26 CFR § 1.83-8 - Applicability of section and transitional rules.
(a) Scope of section 83. Section 83 is not applicable to -
(1) A transaction concerning an option to which section 421 applies;
(2) A transfer to or from a trust described in section 401(a) for the benefit of employees or their beneficiaries, or a transfer under an annuity plan that meets the requirements of section 404(a)(2) for the benefit of employees or their beneficiaries;
(4) The transfer of property pursuant to the exercise of an option with a readily ascertainable fair market value at the date of grant. Section 83 applies to a transfer to or from a trust or under an annuity plan for the benefit of employees, independent contractors, or their beneficiaries (except as provided in paragraph (a)(2) of this section), but to the extent a transfer is subject to section 402(b) or 403(c), section 83 applies to such a transfer only as provided for in section 402(b) or 403(c).
(b) Transitional rules -
(2) Binding written contracts. Section 83 and the regulations thereunder shall not apply to property transferred pursuant to a binding written contract entered into before April 22, 1969. For purposes of this paragraph, a binding written contract means only a written contract under which the employee or independent contractor has an enforceable right to compel the transfer of property or to obtain damages upon the breach of such contract. A contract which provides that a person's right to such property is contingent upon the happening of an event (including the passage of time) may satisfy the requirements of this paragraph. However, if the event itself, or the determination of whether the event has occurred, rests with the board of directors or any other individual or group acting on behalf of the employer (other than an arbitrator), the contract will not be treated as giving the person an enforceable right for purposes of this paragraph.

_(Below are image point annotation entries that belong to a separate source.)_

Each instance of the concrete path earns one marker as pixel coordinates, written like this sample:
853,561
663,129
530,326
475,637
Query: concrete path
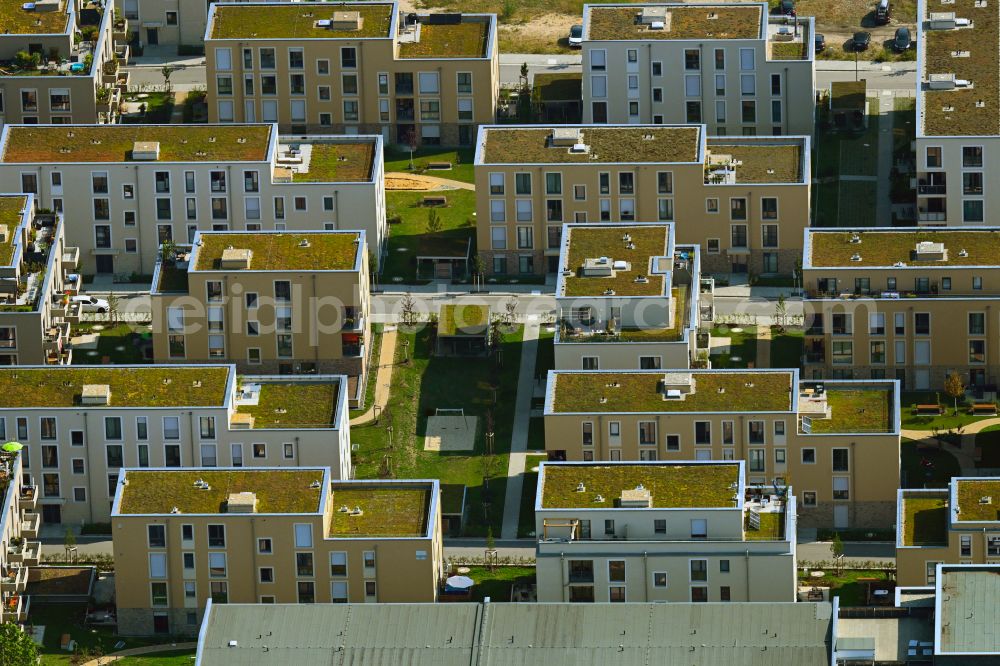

(4) Certain written plans. Section 83 shall not apply to property transferred (whether or not by the exercise of an option) before May 1, 1970, pursuant to a written plan adopted and approved before July 1, 1969. A plan is to be considered as having been adopted and approved before July 1, 1969, only if prior to such date the transferor of the property undertook an ascertainable course of conduct which under applicable State law does not require further approval by the board of directors or the stockholders of any corporation. For example, if a corporation transfers property to an employee in connection with the performance of services pursuant to a plan adopted and approved before July 1, 1969, by the board of directors of such corporation, it is not necessary that the stockholders have adopted or approved such plan if State law does not require such approval. However, such approval is necessary if required by the articles of incorporation or the bylaws or if, by its terms, such plan will not become effective without such approval.
(5) Certain options granted pursuant to a binding written contract. Section 83 shall not apply to property transferred before January 1, 1973, upon the exercise of an option granted pursuant to a binding written contract (as defined in paragraph (b)(2) of this section) entered into before April 22, 1969, between a corporation and the transferor of such property requiring the transferor to grant options to employees of such corporation (or a subsidiary of such corporation) to purchase a determinable number of shares of stock of such corporation, but only if the transferee was an employee of such corporation (or a subsidiary of such corporation) on or before April 22, 1969.
(6) Certain tax free exchanges. Section 83 shall not apply to property transferred in exchange for (or pursuant to the exercise of a conversion privilege contained in) property transferred before July 1, 1969, or in exchange for property to which section 83 does not apply (by reason of paragraphs (1), (2), (3), or (4) of section 83(i)), if section 354, 355, 356, or 1036 (or so much of section 1031 as relates to section 1036) applies, or if gain or loss is not otherwise required to be recognized upon the exercise of such conversion privilege, and if the property received in such exchange is subject to restrictions and conditions substantially similar to those to which the property given in such exchange was subject.